9. Get to know the Windows Infrastructure ecosystem. I’ve said it before, SharePoint doesn’t exist all alone by itself. It is tightly integrated with several Windows products, and getting comfortable with SharePoint means getting cozy with these systems as well, including Windows Server, SQL Server, and IIS. You may optionally find yourself dealing with other players as well, including Exchange, SQL BI, and the Office client. A knowledge of WCF and Workflow Foundation will likely come into play at some point as well.
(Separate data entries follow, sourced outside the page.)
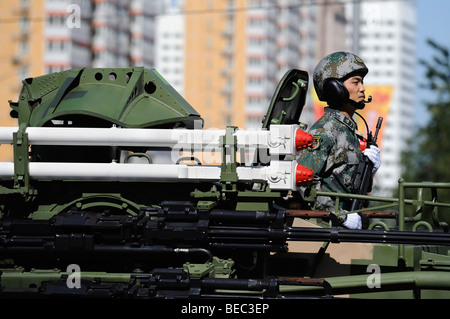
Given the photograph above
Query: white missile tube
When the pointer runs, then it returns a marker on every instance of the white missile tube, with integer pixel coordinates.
(280, 139)
(279, 174)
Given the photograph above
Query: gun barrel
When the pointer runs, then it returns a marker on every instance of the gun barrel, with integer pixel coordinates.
(380, 121)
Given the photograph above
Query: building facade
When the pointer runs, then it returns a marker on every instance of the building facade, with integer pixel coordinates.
(386, 43)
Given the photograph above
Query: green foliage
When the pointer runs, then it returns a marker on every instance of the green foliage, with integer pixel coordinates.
(429, 157)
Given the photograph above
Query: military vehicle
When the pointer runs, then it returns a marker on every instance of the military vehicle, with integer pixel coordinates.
(117, 191)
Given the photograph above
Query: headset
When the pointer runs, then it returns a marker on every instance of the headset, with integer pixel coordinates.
(336, 94)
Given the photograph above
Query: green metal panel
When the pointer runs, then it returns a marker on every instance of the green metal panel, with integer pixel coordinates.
(128, 97)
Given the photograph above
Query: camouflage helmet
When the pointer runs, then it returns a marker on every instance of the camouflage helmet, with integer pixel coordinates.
(338, 65)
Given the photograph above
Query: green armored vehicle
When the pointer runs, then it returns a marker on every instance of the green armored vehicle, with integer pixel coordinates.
(117, 191)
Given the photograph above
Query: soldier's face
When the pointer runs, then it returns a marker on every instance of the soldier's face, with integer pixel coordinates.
(355, 87)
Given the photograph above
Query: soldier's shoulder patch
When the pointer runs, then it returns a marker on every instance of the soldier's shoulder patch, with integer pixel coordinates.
(317, 139)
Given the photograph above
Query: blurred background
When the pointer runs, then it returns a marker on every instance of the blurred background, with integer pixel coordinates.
(225, 57)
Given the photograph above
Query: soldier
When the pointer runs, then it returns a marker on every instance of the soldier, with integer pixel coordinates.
(335, 153)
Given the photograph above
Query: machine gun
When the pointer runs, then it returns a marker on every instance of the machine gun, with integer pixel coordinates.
(115, 191)
(363, 177)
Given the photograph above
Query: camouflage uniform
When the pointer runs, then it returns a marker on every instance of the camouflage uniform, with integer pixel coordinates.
(334, 155)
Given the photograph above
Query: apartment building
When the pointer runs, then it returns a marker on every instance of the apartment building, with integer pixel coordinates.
(21, 53)
(386, 43)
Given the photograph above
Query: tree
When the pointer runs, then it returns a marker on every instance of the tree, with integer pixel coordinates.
(429, 157)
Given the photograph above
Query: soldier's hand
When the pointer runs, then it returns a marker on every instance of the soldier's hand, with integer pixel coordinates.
(373, 153)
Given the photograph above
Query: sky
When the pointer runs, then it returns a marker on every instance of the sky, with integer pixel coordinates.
(433, 21)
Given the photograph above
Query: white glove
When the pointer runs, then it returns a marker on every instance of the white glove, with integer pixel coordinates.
(373, 153)
(353, 221)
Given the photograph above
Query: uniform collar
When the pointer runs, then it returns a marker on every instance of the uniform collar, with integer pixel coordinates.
(341, 117)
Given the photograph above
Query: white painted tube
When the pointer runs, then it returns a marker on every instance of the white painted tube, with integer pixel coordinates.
(279, 140)
(279, 174)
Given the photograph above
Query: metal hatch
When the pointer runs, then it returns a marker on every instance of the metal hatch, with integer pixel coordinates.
(288, 100)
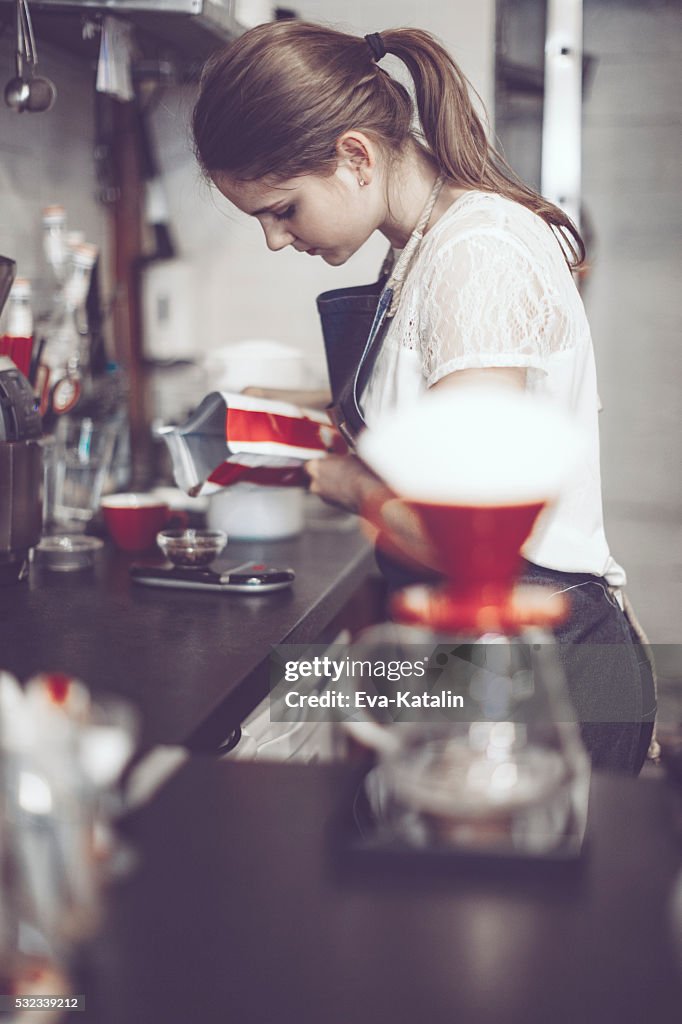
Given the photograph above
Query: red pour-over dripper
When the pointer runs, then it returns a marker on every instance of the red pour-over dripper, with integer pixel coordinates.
(479, 554)
(505, 469)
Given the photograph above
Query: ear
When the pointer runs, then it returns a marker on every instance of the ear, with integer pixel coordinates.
(356, 152)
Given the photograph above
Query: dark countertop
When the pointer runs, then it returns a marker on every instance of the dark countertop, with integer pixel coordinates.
(196, 664)
(245, 907)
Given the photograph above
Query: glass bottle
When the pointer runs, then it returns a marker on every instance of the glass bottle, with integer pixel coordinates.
(17, 340)
(67, 351)
(54, 242)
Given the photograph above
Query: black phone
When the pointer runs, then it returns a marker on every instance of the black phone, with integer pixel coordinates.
(251, 578)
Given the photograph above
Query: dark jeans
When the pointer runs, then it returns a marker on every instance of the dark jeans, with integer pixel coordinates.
(608, 676)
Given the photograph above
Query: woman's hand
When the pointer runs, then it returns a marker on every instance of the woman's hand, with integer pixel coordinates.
(345, 481)
(342, 480)
(305, 397)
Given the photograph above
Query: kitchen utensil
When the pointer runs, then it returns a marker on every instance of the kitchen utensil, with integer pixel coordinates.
(192, 548)
(68, 553)
(28, 91)
(77, 464)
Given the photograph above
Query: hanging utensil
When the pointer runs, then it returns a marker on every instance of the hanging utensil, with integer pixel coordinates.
(17, 89)
(28, 91)
(42, 92)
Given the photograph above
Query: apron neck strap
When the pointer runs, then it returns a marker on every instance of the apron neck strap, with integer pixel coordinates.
(399, 271)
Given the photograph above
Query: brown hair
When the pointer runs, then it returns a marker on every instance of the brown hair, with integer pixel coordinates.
(274, 102)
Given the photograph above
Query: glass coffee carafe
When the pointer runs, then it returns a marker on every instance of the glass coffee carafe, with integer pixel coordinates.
(462, 696)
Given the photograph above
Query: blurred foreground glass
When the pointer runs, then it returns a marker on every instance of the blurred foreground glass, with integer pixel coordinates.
(78, 460)
(60, 755)
(483, 754)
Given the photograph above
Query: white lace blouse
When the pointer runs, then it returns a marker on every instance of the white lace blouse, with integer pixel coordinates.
(489, 287)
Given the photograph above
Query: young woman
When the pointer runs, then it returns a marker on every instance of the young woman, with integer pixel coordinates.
(299, 126)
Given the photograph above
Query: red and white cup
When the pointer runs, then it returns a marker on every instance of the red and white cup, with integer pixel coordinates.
(133, 520)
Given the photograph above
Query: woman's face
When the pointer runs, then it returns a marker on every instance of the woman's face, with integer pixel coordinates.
(329, 216)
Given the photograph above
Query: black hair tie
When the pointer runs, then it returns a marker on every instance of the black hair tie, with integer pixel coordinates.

10. Build solutions, not customizations. Many people who call themselves SharePoint developers never launch Visual Studio. While it’s true you can build great solutions in a very short time without ever using Visual Studio, the benefits of that approach will diminish in the long run. These “customizations” are one-off solutions and cannot be repeated unless the work is re-done. Since there is no source code associated with these efforts, maintenance becomes a dicey affair, and when a solution is broken, there’s often no way to resurrect it.
A professional SharePoint developer will use Visual Studio to build a repeatable, deployable solution package which can be deployed and activated on a site. He will follow the same processes as a custom-code solution, with source control, testing, deployment, and support.